Every new task required hours of teleoperation, labeling, and trial-and-error. Generalization was a fantasy. Scale was a myth. The whole field was bottlenecked - not by compute, but by human bandwidth.
But over the last ~24 months, we’re watching the physical world enter its own GPT-3 moment.Where robots don’t just follow scripts, but learn skills like we do - through trial, imitation, reinforcement, and curiosity. Like babies, they motor-babble. They drop things.They tie shoelaces. They fail. Then they don’t.
This isn’t just about last-mile delivery. Once a robot can open a gate, climb stairs, or load a dishwasher - you unlock elder care, warehousing, construction, and more. Labor becomes modular. The physical world starts behaving like software.

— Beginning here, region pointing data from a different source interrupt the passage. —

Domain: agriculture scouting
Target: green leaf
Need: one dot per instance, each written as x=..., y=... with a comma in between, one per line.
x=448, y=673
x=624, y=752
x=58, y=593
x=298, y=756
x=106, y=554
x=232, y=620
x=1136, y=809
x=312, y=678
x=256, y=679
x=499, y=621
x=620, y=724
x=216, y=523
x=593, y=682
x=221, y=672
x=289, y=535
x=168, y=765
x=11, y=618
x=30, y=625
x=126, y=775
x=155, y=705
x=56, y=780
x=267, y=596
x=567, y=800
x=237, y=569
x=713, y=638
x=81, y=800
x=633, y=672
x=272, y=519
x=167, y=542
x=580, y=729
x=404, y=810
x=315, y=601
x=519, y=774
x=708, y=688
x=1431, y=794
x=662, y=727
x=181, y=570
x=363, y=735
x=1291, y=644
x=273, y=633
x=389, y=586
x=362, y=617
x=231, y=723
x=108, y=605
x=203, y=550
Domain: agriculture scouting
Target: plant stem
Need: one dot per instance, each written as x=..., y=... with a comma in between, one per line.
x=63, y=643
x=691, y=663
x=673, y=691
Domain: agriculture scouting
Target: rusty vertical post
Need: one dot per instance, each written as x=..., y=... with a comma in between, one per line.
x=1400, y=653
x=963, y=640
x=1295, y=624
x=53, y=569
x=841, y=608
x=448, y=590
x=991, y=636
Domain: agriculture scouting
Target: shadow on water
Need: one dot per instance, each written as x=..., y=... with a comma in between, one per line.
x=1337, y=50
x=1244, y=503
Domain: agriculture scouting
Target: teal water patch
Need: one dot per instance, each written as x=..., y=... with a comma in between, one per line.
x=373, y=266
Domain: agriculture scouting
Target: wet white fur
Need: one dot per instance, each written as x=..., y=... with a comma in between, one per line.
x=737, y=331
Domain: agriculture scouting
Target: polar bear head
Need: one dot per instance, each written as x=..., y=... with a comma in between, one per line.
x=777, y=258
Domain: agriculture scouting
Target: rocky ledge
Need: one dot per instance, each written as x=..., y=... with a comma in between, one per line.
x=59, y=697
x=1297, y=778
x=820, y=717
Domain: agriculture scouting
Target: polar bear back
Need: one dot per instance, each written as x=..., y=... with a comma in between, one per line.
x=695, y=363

Amazon’s not alone. DeepMind, Nvidia, Figure, Tesla - they're all racing toward the same goal: an API for general-purpose physical work.
🚨 Dario’s ‘Don’t Look Up’ Moment
In his New York Times op-ed, the Anthropic CEO made a direct appeal to U.S. lawmakers: don’t pass the proposed bill that would block states from regulating AI for the next 10 years.
Amidst the dopamine drip of model upgrades and demo drops, Amodei’s voice is one of the few that sounds less like marketing and more like moral clarity. His op-ed isn’t fearmongering, it’s field notes from the frontier. Claude 4 tried to blackmail. GPT wrote self-defense code. Gemini showed adversarial hints. None of this was engineered. It emerged.
Amodei’s central warning isn’t just about AI risk. It’s about institutional fragility in the face of exponential systems. We don’t need to slow down. But we do need to wise up. As he puts it plainly: we can’t let AI companies off the hook.